Cameras made for software integration
Ease of software integration is an essential feature for the HAK. The organization relies heavily on Axis VAPIX® API (Application Programming Interface), which is continuously developed. “VAPIX® is unmatched by others, but we also use third-party application packages that run on cameras themselves,” says Goran Baotić. “We also go as far as to enable and use root-level access to the Axis IP-camera Linux SSH shell, which essentially turns the camera into a miniature Linux server. This feature has ‘saved’ us on multiple occasions in terms of giving us access to the rest of LAN in remote and distant locations.”
The cameras are connected to a wired network where available, or, alternatively, wirelessly to a cellular network. The cameras are usually mounted on poles or on top of other tall structures. “The biggest challenge was to mount the cameras in extreme and inaccessible locations, such as ferry ports or bridges, which are usually remote and lack a stable power supply, together with securing a decent and stable network connection,” describes Baotić. Moreover, some camera installations need to withstand gusts of bora – a Croatian northerly wind that can reach speeds above 250 km/h and occurs along the length of Adriatic coast – and other unfavorable weather conditions, such as extreme temperatures, sea salt, corrosion, etc.
Implementing new technologies
The HAK camera system enables Croatian drivers and tourists to see the traffic situation in real-time and thus helps them to make more knowledgeable and relevant decisions before embarking on a journey. This can help greatly in preventing the traffic jams that sometimes occur on Croatian roads when the summer season arrives and thousands of European tourists head south. However, cameras offer a great deal of useful information in winter as well, as most of the Croatian roads are exposed to snowy conditions.

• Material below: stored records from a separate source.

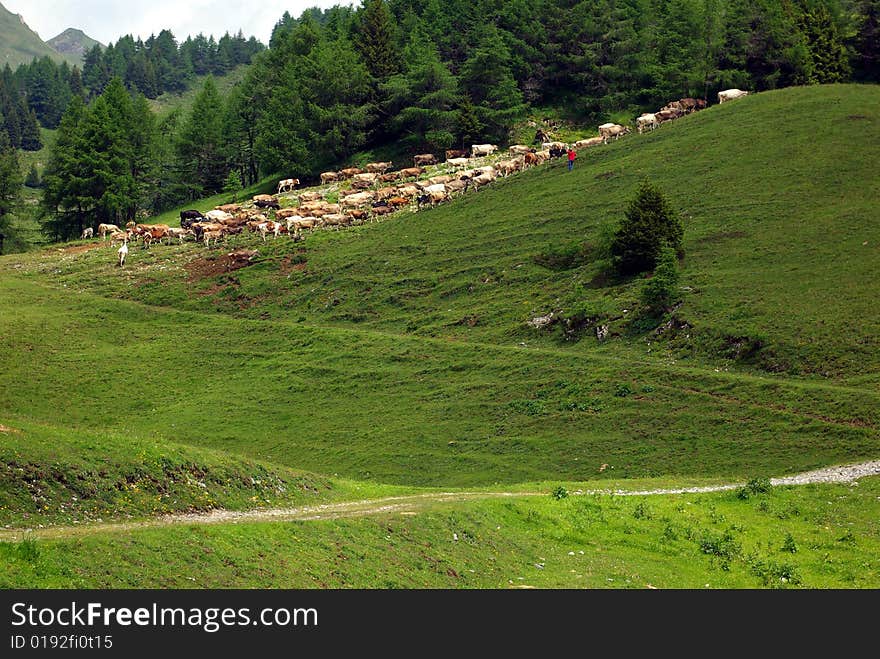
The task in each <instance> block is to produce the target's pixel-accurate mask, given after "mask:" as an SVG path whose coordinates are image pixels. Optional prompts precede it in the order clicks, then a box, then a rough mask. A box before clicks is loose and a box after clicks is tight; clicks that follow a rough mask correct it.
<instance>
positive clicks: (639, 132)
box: [636, 113, 658, 135]
mask: <svg viewBox="0 0 880 659" xmlns="http://www.w3.org/2000/svg"><path fill="white" fill-rule="evenodd" d="M636 126H637V127H638V129H639V135H641V134H642V133H644V132H645V130H648V129H650V130H654V129H655V128H657V126H658V122H657V115H655V114H652V113H648V114H643V115H642V116H641V117H639V118H638V119H636Z"/></svg>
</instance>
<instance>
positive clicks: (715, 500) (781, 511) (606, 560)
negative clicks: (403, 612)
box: [0, 478, 880, 588]
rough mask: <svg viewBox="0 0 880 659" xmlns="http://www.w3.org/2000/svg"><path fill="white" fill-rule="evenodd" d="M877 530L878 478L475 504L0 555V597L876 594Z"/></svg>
mask: <svg viewBox="0 0 880 659" xmlns="http://www.w3.org/2000/svg"><path fill="white" fill-rule="evenodd" d="M878 519H880V479H878V478H872V479H864V480H863V481H861V483H860V484H859V486H858V487H850V486H842V485H820V486H808V487H800V488H775V489H774V490H773V491H771V492H770V493H768V494H761V495H757V496H752V497H750V498H748V499H747V500H741V499H739V498H737V496H736V494H735V493H732V492H728V493H721V494H712V495H705V494H704V495H686V496H681V497H633V498H620V497H608V496H582V497H569V498H567V499H563V500H562V501H554V500H553V499H551V498H550V497H546V498H542V499H528V500H526V499H518V500H506V501H484V502H479V503H470V504H467V505H460V504H459V505H457V506H456V508H455V509H454V510H451V509H450V508H448V507H443V506H438V507H437V508H435V509H433V510H428V511H423V512H420V513H418V514H412V515H387V516H381V515H380V516H379V517H374V518H366V519H349V520H335V521H325V522H299V523H273V524H242V525H228V526H210V527H186V526H181V527H176V528H165V529H152V530H148V531H138V532H136V533H125V534H115V535H113V534H111V535H107V534H104V535H98V536H92V537H87V538H81V539H73V540H63V541H40V542H36V543H35V542H33V541H25V542H22V543H19V544H6V543H0V558H2V560H0V587H3V588H9V587H39V588H45V587H52V588H58V587H65V588H70V587H74V588H124V587H141V588H143V587H153V588H169V587H175V588H220V587H225V588H230V587H231V588H234V587H247V588H252V587H270V588H389V587H391V588H517V587H539V588H561V587H565V588H645V587H648V586H649V585H650V586H653V587H656V588H761V587H771V588H780V587H791V586H796V587H801V588H876V587H877V586H878V585H880V560H878V556H880V526H878V521H877V520H878ZM456 537H457V540H456ZM107 556H113V560H112V561H108V560H106V557H107Z"/></svg>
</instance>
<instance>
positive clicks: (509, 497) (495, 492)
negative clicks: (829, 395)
mask: <svg viewBox="0 0 880 659" xmlns="http://www.w3.org/2000/svg"><path fill="white" fill-rule="evenodd" d="M866 476H880V460H874V461H871V462H863V463H859V464H855V465H845V466H839V467H828V468H825V469H817V470H815V471H808V472H805V473H802V474H797V475H795V476H785V477H782V478H772V479H770V482H771V484H773V485H807V484H810V483H850V482H853V481H856V480H858V479H859V478H864V477H866ZM743 485H744V483H732V484H727V485H706V486H701V487H683V488H676V489H655V490H607V489H606V490H578V491H577V492H574V493H573V494H574V495H591V494H604V495H614V496H654V495H670V494H699V493H704V492H723V491H726V490H734V489H737V488H739V487H742V486H743ZM547 495H548V493H547V492H429V493H425V494H411V495H403V496H396V497H384V498H381V499H365V500H361V501H345V502H340V503H326V504H320V505H314V506H301V507H299V508H278V509H274V510H246V511H231V510H214V511H211V512H209V513H192V514H189V513H186V514H183V513H181V514H174V515H165V516H162V517H156V518H153V519H147V520H140V521H131V522H105V523H94V524H93V523H90V524H82V525H76V526H51V527H45V528H39V527H38V528H34V529H0V542H17V541H20V540H22V539H24V538H34V539H47V540H49V539H64V538H76V537H81V536H87V535H95V534H100V533H120V532H127V531H137V530H141V529H150V528H159V527H167V526H192V525H204V524H239V523H245V522H289V521H315V520H328V519H343V518H355V517H367V516H373V515H386V514H390V513H395V514H400V515H406V514H417V513H418V512H420V511H424V510H426V509H428V508H430V507H432V506H434V505H437V504H449V503H462V502H468V501H484V500H489V499H513V498H524V497H538V496H547Z"/></svg>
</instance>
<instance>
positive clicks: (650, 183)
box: [611, 181, 684, 275]
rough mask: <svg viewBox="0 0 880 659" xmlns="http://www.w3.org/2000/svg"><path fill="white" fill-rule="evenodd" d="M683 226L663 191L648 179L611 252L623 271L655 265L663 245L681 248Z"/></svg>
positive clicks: (611, 244)
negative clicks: (682, 225) (658, 189)
mask: <svg viewBox="0 0 880 659" xmlns="http://www.w3.org/2000/svg"><path fill="white" fill-rule="evenodd" d="M683 236H684V228H683V226H682V224H681V219H680V218H679V217H678V215H677V214H676V213H675V211H673V209H672V206H671V204H670V203H669V201H668V200H667V199H666V198H665V197H664V196H663V193H662V192H660V190H658V189H657V188H655V187H654V186H653V185H652V184H651V183H650V182H648V181H645V182H644V183H642V187H641V188H640V189H639V192H638V194H637V195H636V198H635V199H634V200H633V201H632V202H631V203H630V206H629V209H628V210H627V212H626V219H625V220H624V221H623V223H622V224H621V226H620V229H618V230H617V233H616V234H615V235H614V240H613V242H612V244H611V255H612V259H613V263H614V267H615V269H616V270H617V271H618V272H619V273H620V274H622V275H632V274H638V273H640V272H647V271H648V270H652V269H653V268H654V267H656V265H657V263H658V261H659V258H660V253H661V251H662V249H663V248H664V247H670V248H672V249H674V250H676V251H677V252H679V253H680V252H681V249H682V238H683Z"/></svg>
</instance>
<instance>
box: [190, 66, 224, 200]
mask: <svg viewBox="0 0 880 659" xmlns="http://www.w3.org/2000/svg"><path fill="white" fill-rule="evenodd" d="M223 108H224V104H223V99H222V98H221V97H220V93H219V92H218V91H217V85H216V84H215V82H214V78H213V77H211V76H208V78H207V79H206V80H205V84H204V86H203V87H202V91H201V92H199V94H198V96H196V99H195V101H194V102H193V106H192V110H191V111H190V113H189V115H188V116H187V117H186V119H185V120H184V122H183V126H182V127H181V131H180V135H179V137H178V143H177V155H178V162H179V170H180V174H181V180H182V181H183V182H185V184H186V185H188V186H189V188H190V191H191V196H192V198H193V199H197V198H198V197H203V196H205V195H206V194H216V193H218V192H220V191H221V190H222V189H223V182H224V181H225V180H226V174H227V172H228V170H227V166H226V154H225V142H226V140H225V137H224V135H223V118H224V117H223V115H224V113H223Z"/></svg>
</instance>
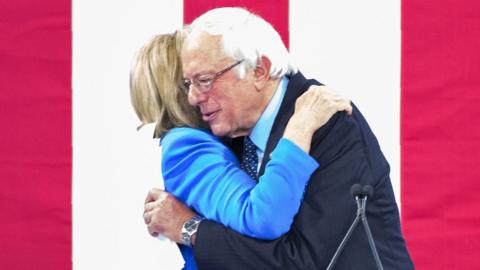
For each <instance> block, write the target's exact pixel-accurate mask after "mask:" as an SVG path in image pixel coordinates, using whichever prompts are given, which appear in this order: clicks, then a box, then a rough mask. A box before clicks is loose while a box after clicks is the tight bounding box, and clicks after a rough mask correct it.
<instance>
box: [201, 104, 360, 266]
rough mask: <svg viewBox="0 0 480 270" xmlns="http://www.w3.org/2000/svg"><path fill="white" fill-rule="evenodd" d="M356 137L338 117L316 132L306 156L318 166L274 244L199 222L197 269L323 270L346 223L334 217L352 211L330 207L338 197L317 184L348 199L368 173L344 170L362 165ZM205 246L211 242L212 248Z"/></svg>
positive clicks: (340, 206)
mask: <svg viewBox="0 0 480 270" xmlns="http://www.w3.org/2000/svg"><path fill="white" fill-rule="evenodd" d="M354 114H355V113H354ZM357 134H358V130H357V124H356V121H354V120H353V119H352V117H348V116H346V115H345V114H343V113H339V114H337V115H335V116H334V117H333V118H332V120H330V122H329V123H327V125H325V127H323V128H322V129H320V130H319V131H318V132H317V133H316V136H315V138H314V140H313V144H312V150H311V152H312V155H313V156H315V157H316V158H317V160H320V162H321V163H322V167H321V168H320V169H319V170H317V171H316V172H315V174H314V175H313V176H312V179H311V180H310V183H309V187H308V189H307V192H306V193H305V199H304V204H305V205H304V207H302V209H301V210H300V212H299V214H298V220H297V222H296V223H295V224H294V225H293V226H292V229H291V230H290V231H289V232H288V233H287V234H285V235H284V236H283V237H281V238H279V239H276V240H274V241H259V240H257V239H253V238H248V237H245V236H242V235H239V234H237V233H236V232H234V231H231V230H229V229H228V228H225V227H223V226H222V225H221V224H218V223H215V222H211V221H205V222H202V224H200V227H199V229H198V231H197V238H196V243H195V247H194V251H195V261H196V262H197V265H198V267H199V268H200V269H325V268H326V264H325V265H324V262H325V261H327V262H328V260H329V258H331V255H332V254H333V252H334V251H335V247H336V245H338V243H339V242H340V241H341V237H338V239H337V236H339V235H340V234H341V232H342V230H343V227H342V225H343V224H347V221H346V220H339V218H344V217H345V218H346V219H348V218H350V215H349V214H353V213H351V212H353V211H354V208H352V207H351V205H350V204H340V205H335V207H333V205H332V204H331V201H335V200H336V199H335V198H334V197H332V196H335V195H337V194H338V193H333V192H332V193H329V192H330V191H331V190H330V191H327V190H328V189H325V188H320V186H322V185H323V184H322V183H325V181H326V180H328V183H333V185H334V187H335V189H341V190H344V191H345V192H342V194H343V193H345V194H347V195H346V196H349V190H350V187H351V184H352V183H351V181H352V180H355V179H361V178H365V177H367V176H368V173H369V170H361V171H358V172H356V173H355V175H354V174H353V170H351V169H350V168H356V167H358V166H363V165H365V162H366V161H365V159H364V158H362V157H361V156H362V155H363V149H362V148H361V147H362V143H361V140H359V137H358V135H357ZM324 161H325V163H323V162H324ZM365 167H367V168H368V166H365ZM357 173H359V174H358V175H357ZM357 177H358V178H357ZM316 202H321V203H316ZM329 202H330V203H329ZM340 213H341V214H340ZM347 213H348V214H347ZM325 216H328V218H325ZM327 219H328V220H327ZM350 221H351V220H350ZM332 224H336V225H333V226H332ZM332 228H334V229H332ZM343 233H344V231H343ZM337 234H338V235H337ZM337 240H338V241H337ZM209 243H216V244H215V247H212V246H211V245H209ZM334 246H335V247H334Z"/></svg>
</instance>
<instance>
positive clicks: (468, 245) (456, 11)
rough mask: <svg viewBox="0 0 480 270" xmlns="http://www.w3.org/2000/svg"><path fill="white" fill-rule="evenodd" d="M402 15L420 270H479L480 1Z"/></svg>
mask: <svg viewBox="0 0 480 270" xmlns="http://www.w3.org/2000/svg"><path fill="white" fill-rule="evenodd" d="M402 12H403V13H402V33H403V36H402V42H403V44H402V114H401V116H402V123H401V130H402V134H401V144H402V216H403V228H404V232H405V234H406V237H407V241H408V245H409V247H410V250H411V253H412V256H413V260H414V262H415V263H416V266H417V268H418V269H435V270H438V269H480V258H479V256H477V254H478V251H479V250H480V216H479V214H478V213H480V200H479V199H478V194H479V192H480V184H479V183H480V182H479V180H480V168H479V166H478V162H479V160H480V110H479V109H478V103H479V101H480V91H479V88H480V54H479V50H480V16H479V14H480V2H479V1H477V0H435V1H434V0H427V1H416V0H403V7H402Z"/></svg>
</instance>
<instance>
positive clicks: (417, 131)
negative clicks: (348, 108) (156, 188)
mask: <svg viewBox="0 0 480 270" xmlns="http://www.w3.org/2000/svg"><path fill="white" fill-rule="evenodd" d="M220 6H243V7H246V8H249V9H250V10H252V11H253V12H255V13H257V14H259V15H261V16H262V17H264V18H266V19H267V20H268V21H270V22H271V23H272V24H273V25H274V26H275V27H276V28H277V30H278V31H279V33H280V34H281V36H282V38H283V40H284V42H285V43H286V44H287V45H288V47H289V49H290V52H291V54H292V56H293V58H294V59H295V61H296V62H297V64H298V65H299V67H300V70H301V71H302V72H303V73H304V74H306V75H307V76H309V77H314V78H316V79H318V80H319V81H321V82H323V83H325V84H327V85H329V86H331V87H333V88H335V89H337V91H339V92H340V93H342V94H343V95H345V96H347V97H349V98H351V99H352V100H353V101H354V103H355V104H356V105H357V106H358V107H359V108H360V110H362V112H363V113H364V115H365V116H366V118H367V120H368V121H369V123H370V125H371V126H372V129H373V131H374V132H375V134H376V135H377V138H378V139H379V142H380V145H381V147H382V150H383V152H384V154H385V156H386V158H387V160H388V161H389V162H390V165H391V178H392V182H393V185H394V188H395V194H396V196H397V202H398V204H399V206H401V216H402V229H403V231H404V235H405V237H406V240H407V246H408V248H409V250H410V252H411V256H412V259H413V261H414V263H415V265H416V267H417V269H436V270H437V269H478V268H480V259H478V256H475V255H476V253H477V252H478V250H479V249H480V229H478V228H479V227H480V226H479V224H480V218H479V217H478V216H479V215H478V214H477V212H479V210H480V200H478V199H476V194H478V191H479V190H480V184H478V179H479V178H480V171H479V169H478V168H477V167H479V166H478V163H479V162H480V123H479V121H480V120H478V119H480V110H479V109H478V106H477V105H476V103H478V101H479V99H480V92H479V91H477V88H478V87H479V85H480V53H479V52H478V51H479V50H478V48H480V16H479V15H478V14H480V3H478V1H475V0H457V1H452V0H437V1H432V0H427V1H413V0H395V1H380V0H373V1H370V2H359V1H354V0H340V1H315V0H303V1H300V0H290V1H288V0H277V1H274V0H266V1H253V0H223V1H222V0H210V1H195V0H184V1H183V2H182V1H176V0H165V1H150V0H142V1H132V0H130V1H113V0H103V1H93V0H82V1H80V0H74V1H73V2H70V1H65V0H50V1H47V2H38V3H37V2H36V1H33V0H18V1H10V2H8V1H6V0H4V1H2V2H0V18H1V19H0V33H1V35H0V41H1V42H0V89H1V96H0V112H1V113H0V119H1V120H2V121H1V122H2V123H3V129H2V132H1V135H0V138H1V143H0V180H1V183H2V188H1V189H0V269H8V270H15V269H39V270H43V269H49V270H57V269H76V270H84V269H85V270H87V269H88V270H90V269H147V268H155V269H179V267H180V266H179V262H178V256H179V254H178V250H177V249H176V247H175V245H174V244H173V243H170V242H168V241H167V240H163V241H160V240H158V239H155V238H152V237H150V236H149V235H148V233H147V231H146V227H145V225H144V224H143V219H142V213H143V200H144V198H145V197H146V194H147V191H148V189H149V188H151V187H158V186H162V182H161V177H160V174H161V172H160V159H161V157H160V151H159V147H158V141H155V140H152V139H151V137H152V134H153V131H152V130H153V127H151V126H150V127H146V128H145V129H142V130H141V131H140V132H137V131H136V129H135V128H136V126H137V125H138V120H137V119H136V116H135V113H134V112H133V109H132V107H131V105H130V101H129V98H130V97H129V70H130V66H131V63H132V59H133V57H134V54H135V52H136V51H137V50H138V49H139V48H140V47H141V46H142V45H143V44H145V43H146V41H148V40H149V39H150V38H151V37H152V36H153V35H155V34H161V33H167V32H172V31H174V30H175V29H178V28H180V27H181V26H182V25H183V23H189V22H191V21H192V20H193V19H194V18H195V17H197V16H198V15H200V14H202V13H203V12H204V11H206V10H208V9H211V8H214V7H220ZM212 244H214V243H212Z"/></svg>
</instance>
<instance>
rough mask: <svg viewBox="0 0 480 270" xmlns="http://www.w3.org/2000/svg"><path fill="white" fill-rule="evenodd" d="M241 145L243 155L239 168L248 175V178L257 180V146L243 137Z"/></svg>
mask: <svg viewBox="0 0 480 270" xmlns="http://www.w3.org/2000/svg"><path fill="white" fill-rule="evenodd" d="M243 144H244V145H243V155H242V162H241V163H240V167H241V168H242V170H244V171H245V172H246V173H247V174H248V175H250V177H252V178H253V179H254V180H257V179H258V177H257V166H258V156H257V146H256V145H255V144H254V143H253V142H252V140H250V138H249V137H248V136H246V137H245V139H244V141H243Z"/></svg>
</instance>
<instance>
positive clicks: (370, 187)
mask: <svg viewBox="0 0 480 270" xmlns="http://www.w3.org/2000/svg"><path fill="white" fill-rule="evenodd" d="M362 193H363V196H367V197H369V198H371V197H372V196H373V187H372V186H370V185H365V186H363V189H362Z"/></svg>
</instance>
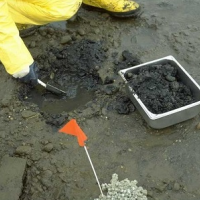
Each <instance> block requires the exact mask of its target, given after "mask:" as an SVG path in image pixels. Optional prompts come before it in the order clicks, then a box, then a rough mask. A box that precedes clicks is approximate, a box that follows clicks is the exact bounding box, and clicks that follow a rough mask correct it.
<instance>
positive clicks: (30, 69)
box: [13, 62, 39, 86]
mask: <svg viewBox="0 0 200 200" xmlns="http://www.w3.org/2000/svg"><path fill="white" fill-rule="evenodd" d="M27 71H28V74H27ZM38 71H39V69H38V66H37V64H36V63H35V62H33V64H31V65H30V66H29V68H27V69H24V70H22V71H21V72H18V73H17V74H15V75H13V76H14V77H15V78H18V80H19V81H20V82H23V83H27V84H30V85H32V86H36V85H37V84H38ZM24 74H26V75H25V76H24Z"/></svg>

Currently, drivers in Croatia can access the traffic images from about 260 cameras, most of which are Axis, either on the website or via free applications running on Android and iOS devices. The HAK works constantly on developing the system and implementing the latest technologies. “We have recently introduced machine learning features to our project. The aim is to blur-out sensitive personal information in images retrieved from cameras, but this is done in post-processing on the server infrastructure,” describes Baotić. In the future, the goal is to cover more Croatian roads with traffic cameras. Not only do they increase driver comfort and safety, but they can also help with traffic management and road network development. “Our plan is to continuously expand the number of locations covered by traffic cameras, as well as integrate multiple machine learning features in order to better understand traffic patterns,” concludes Baotić.